Belum terlalu jelas kapan tim berawak satu perwira Badan Intelijen Negara dan dua orang polisi itu akan berangkat. Tapi, menurut Kepala Kepolisian RI, Jenderal Da'i Bachtiar, dalam satu-dua pekan mereka dipastikan akan terbang ke AS.
Penangkapan Faruq sesungguhnya penuh teka-teki. Tak pernah terdengar namanya, tahu-tahu tersiar kabar ia ditangkap. Beritanya pun baru dilansir majalah Time beberapa bulan kemudian. Itulah sebabnya tak pernah jelas siapa pria beristrikan warga Bogor ini: apa aktivitasnya, dan betulkah ia anggota sel Al-Qaidah yang beroperasi di Indonesia?

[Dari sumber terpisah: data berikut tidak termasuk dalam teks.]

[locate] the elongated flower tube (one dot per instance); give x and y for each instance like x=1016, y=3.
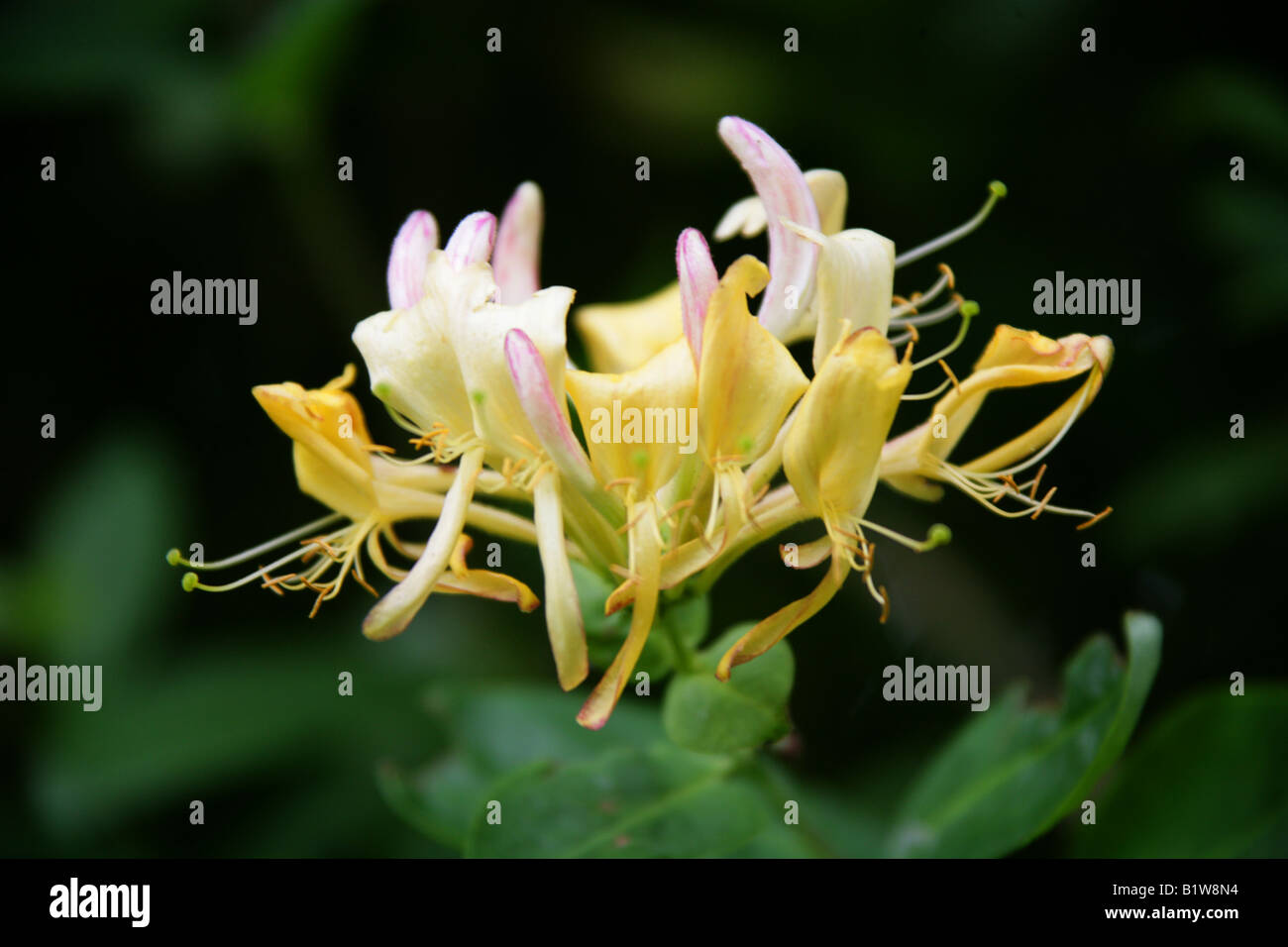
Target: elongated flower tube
x=694, y=437
x=917, y=462
x=338, y=464
x=621, y=415
x=786, y=197
x=747, y=382
x=516, y=258
x=831, y=460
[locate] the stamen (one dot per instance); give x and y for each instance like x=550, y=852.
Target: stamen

Sedangkan pemerintah Yaman membantah Faruq warga negaranya.
Abu Bakar Ba'asyir, yang juga dituding AS sebagai teroris, curiga Faruq cuma tokoh buatan Amerika untuk mendiskreditkan Islam. Mudah-mudahan, tiga perwira Indonesia itu nanti bisa menjawab semua pertanyaan ini.